Open
Description
Describe the bug
As shown at pipeline_cogvideox_image2video.py L778, pipeline_cogvideox_video2video.py L778, and pipeline_cogvideox.py L697, the dynamic CFG is calculated in this way:
self._guidance_scale = 1 + guidance_scale * (
(1 - math.cos(math.pi * ((num_inference_steps - t.item()) / num_inference_steps) ** 5.0)) / 2
)
However:
num_inference_steps
is the number of inference denoising steps, which is default to 50.t.item()
is the denoising timesteps, which range from 1 to 999.- Therefore,
((num_inference_steps - t.item()) / num_inference_steps
is not from 1 to 0, but in fact goes to negative very fast. And after** 5.0
, themath.cos
will have very severe fluctuations.
I wonder: is this really the desired behavior of the CogVideoX pipeline? Shouldn't it be one of the following:
self._guidance_scale = 1 + guidance_scale * (
# change t.item() to i, which is from 0 to num_inference_steps - 1
(1 - math.cos(math.pi * ((num_inference_steps - i) / num_inference_steps) ** 5.0)) / 2
)
self._guidance_scale = 1 + guidance_scale * (
# change num_inference_steps to self.scheduler.num_train_timesteps, which is 1000
(1 - math.cos(math.pi * ((self.scheduler.num_train_timesteps - t.item()) / self.scheduler.num_train_timesteps) ** 5.0)) / 2
)
Both implementations will make the dynamic CFG like a cosine annealing.
Also, I think here 1 + guidance_scale * (...)
should be 1 + (guidance_scale - 1) * (...)
, otherwise its value will be 1 ~ 1 + CFG instead of 1 ~ CFG.
Please check it and fix it if it is really a bug, thank you very much.
Reproduction
import torch
from diffusers import CogVideoXImageToVideoPipeline
from diffusers.utils import export_to_video, load_image
prompt = "A little girl is riding a bicycle at high speed. Focused, detailed, realistic."
image = load_image(image="input.jpg")
pipe = CogVideoXImageToVideoPipeline.from_pretrained(
"THUDM/CogVideoX-5b-I2V",
torch_dtype=torch.bfloat16
)
pipe.enable_sequential_cpu_offload()
pipe.vae.enable_tiling()
pipe.vae.enable_slicing()
video = pipe(
prompt=prompt,
image=image,
num_videos_per_prompt=1,
num_inference_steps=50,
num_frames=49,
guidance_scale=6,
generator=torch.Generator(device="cuda").manual_seed(42),
use_dynamic_cfg=True, # Then you can print out the self._guidance_scale to see what happens.
).frames[0]
export_to_video(video, "output.mp4", fps=8)
Logs
# In the following setting, `guidance_scale=4` is passed.
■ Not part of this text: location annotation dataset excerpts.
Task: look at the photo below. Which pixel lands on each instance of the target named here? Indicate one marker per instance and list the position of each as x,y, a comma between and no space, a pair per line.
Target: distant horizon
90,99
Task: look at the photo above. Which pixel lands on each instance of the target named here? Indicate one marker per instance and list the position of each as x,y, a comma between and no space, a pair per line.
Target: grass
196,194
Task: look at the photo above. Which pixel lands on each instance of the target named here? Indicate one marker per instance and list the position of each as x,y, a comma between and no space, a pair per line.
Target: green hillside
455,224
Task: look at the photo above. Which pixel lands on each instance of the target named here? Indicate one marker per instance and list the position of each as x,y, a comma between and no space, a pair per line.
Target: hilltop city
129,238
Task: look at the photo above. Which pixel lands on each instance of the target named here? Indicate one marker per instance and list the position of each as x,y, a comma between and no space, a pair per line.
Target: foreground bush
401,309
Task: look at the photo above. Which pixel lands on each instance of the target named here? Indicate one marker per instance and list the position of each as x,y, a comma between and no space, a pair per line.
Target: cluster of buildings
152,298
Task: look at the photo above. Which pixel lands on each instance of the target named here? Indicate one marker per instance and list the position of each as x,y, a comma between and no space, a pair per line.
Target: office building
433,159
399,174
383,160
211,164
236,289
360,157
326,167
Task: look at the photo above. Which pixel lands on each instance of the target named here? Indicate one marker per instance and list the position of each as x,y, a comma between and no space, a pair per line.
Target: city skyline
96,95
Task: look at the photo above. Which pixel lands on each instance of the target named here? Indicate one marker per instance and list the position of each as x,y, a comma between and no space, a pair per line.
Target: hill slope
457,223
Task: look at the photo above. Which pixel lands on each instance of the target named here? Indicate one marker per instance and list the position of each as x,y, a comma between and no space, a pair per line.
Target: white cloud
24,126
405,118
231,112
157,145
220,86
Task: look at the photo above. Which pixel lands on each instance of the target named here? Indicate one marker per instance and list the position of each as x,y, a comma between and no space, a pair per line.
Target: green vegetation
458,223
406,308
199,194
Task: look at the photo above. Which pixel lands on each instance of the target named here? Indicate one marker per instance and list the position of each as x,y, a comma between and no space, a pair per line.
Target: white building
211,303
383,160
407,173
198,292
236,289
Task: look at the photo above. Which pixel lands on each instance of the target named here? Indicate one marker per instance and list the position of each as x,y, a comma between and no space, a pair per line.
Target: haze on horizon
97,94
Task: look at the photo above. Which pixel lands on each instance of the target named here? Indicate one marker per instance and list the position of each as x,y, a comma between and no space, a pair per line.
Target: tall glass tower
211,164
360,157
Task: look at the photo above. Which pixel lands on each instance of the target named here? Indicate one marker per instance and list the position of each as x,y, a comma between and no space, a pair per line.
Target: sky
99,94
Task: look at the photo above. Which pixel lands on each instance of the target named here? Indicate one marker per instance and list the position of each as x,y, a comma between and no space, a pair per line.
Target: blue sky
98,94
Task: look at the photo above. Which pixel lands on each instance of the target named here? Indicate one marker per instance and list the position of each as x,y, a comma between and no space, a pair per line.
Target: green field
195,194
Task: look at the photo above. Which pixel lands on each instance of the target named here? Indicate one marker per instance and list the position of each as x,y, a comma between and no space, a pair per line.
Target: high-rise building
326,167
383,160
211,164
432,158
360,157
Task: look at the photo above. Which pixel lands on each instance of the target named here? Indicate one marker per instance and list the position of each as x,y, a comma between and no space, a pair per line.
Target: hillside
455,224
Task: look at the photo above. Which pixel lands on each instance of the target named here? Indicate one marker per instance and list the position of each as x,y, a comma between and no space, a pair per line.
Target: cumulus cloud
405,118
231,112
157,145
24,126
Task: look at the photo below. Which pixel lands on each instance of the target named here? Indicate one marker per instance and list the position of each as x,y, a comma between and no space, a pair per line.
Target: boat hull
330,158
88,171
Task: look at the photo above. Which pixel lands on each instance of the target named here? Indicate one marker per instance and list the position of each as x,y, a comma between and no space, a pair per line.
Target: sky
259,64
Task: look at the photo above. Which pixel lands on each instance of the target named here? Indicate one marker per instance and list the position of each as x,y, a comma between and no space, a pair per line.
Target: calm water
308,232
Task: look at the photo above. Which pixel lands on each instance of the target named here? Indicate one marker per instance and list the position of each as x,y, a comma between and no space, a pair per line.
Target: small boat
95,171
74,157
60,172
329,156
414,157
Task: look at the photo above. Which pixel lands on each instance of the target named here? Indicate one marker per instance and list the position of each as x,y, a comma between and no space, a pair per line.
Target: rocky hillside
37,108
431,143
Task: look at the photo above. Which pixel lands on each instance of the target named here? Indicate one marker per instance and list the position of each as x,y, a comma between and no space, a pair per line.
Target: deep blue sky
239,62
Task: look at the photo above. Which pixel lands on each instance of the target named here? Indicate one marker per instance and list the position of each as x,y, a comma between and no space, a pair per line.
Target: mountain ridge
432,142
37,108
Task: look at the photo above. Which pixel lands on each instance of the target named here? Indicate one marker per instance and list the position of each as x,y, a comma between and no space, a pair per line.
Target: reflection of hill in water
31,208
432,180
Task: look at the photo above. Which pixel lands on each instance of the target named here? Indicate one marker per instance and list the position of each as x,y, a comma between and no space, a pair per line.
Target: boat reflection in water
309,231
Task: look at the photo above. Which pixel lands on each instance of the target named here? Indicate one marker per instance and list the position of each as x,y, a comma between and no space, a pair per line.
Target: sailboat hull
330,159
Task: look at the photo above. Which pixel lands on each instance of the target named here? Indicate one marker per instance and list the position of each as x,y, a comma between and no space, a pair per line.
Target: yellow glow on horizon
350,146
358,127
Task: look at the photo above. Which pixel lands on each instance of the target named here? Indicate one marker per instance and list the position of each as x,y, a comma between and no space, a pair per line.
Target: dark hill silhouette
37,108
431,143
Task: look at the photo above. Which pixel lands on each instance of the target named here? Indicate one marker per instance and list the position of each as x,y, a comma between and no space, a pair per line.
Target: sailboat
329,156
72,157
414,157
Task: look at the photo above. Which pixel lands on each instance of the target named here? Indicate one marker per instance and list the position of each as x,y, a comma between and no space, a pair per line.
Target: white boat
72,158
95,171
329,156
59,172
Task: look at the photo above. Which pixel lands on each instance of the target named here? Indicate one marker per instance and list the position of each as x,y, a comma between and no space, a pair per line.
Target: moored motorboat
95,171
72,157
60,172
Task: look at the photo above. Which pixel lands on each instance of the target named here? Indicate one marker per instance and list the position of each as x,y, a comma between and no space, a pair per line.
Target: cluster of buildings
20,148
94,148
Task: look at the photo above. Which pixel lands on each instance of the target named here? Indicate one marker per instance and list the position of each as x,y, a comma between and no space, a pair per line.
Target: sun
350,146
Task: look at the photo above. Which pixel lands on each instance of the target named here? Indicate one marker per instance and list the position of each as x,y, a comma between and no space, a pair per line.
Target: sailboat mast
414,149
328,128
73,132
10/11/2024 01:36:51 - INFO - root - Denoising 1/50: cfg = 1.645743587275726
10/11/2024 01:36:55 - INFO - root - Denoising 2/50: cfg = 1.7717514333823159
10/11/2024 01:36:59 - INFO - root - Denoising 3/50: cfg = 3.9871759160877414
10/11/2024 01:37:04 - INFO - root - Denoising 4/50: cfg = 3.7101792115724193
10/11/2024 01:37:08 - INFO - root - Denoising 5/50: cfg = 1.8940487645793973
10/11/2024 01:37:13 - INFO - root - Denoising 6/50: cfg = 2.635970965321337
10/11/2024 01:37:17 - INFO - root - Denoising 7/50: cfg = 1.0187988588703782
10/11/2024 01:37:22 - INFO - root - Denoising 8/50: cfg = 2.5852000899340863
10/11/2024 01:37:26 - INFO - root - Denoising 9/50: cfg = 1.3089873683577653
10/11/2024 01:37:31 - INFO - root - Denoising 10/50: cfg = 3.9915635934173324
10/11/2024 01:37:35 - INFO - root - Denoising 11/50: cfg = 1.0023944806862168
10/11/2024 01:37:40 - INFO - root - Denoising 12/50: cfg = 1.935990650841663
10/11/2024 01:37:44 - INFO - root - Denoising 13/50: cfg = 3.9884025377098555
System Info
This is a bug in the code agnostic to system.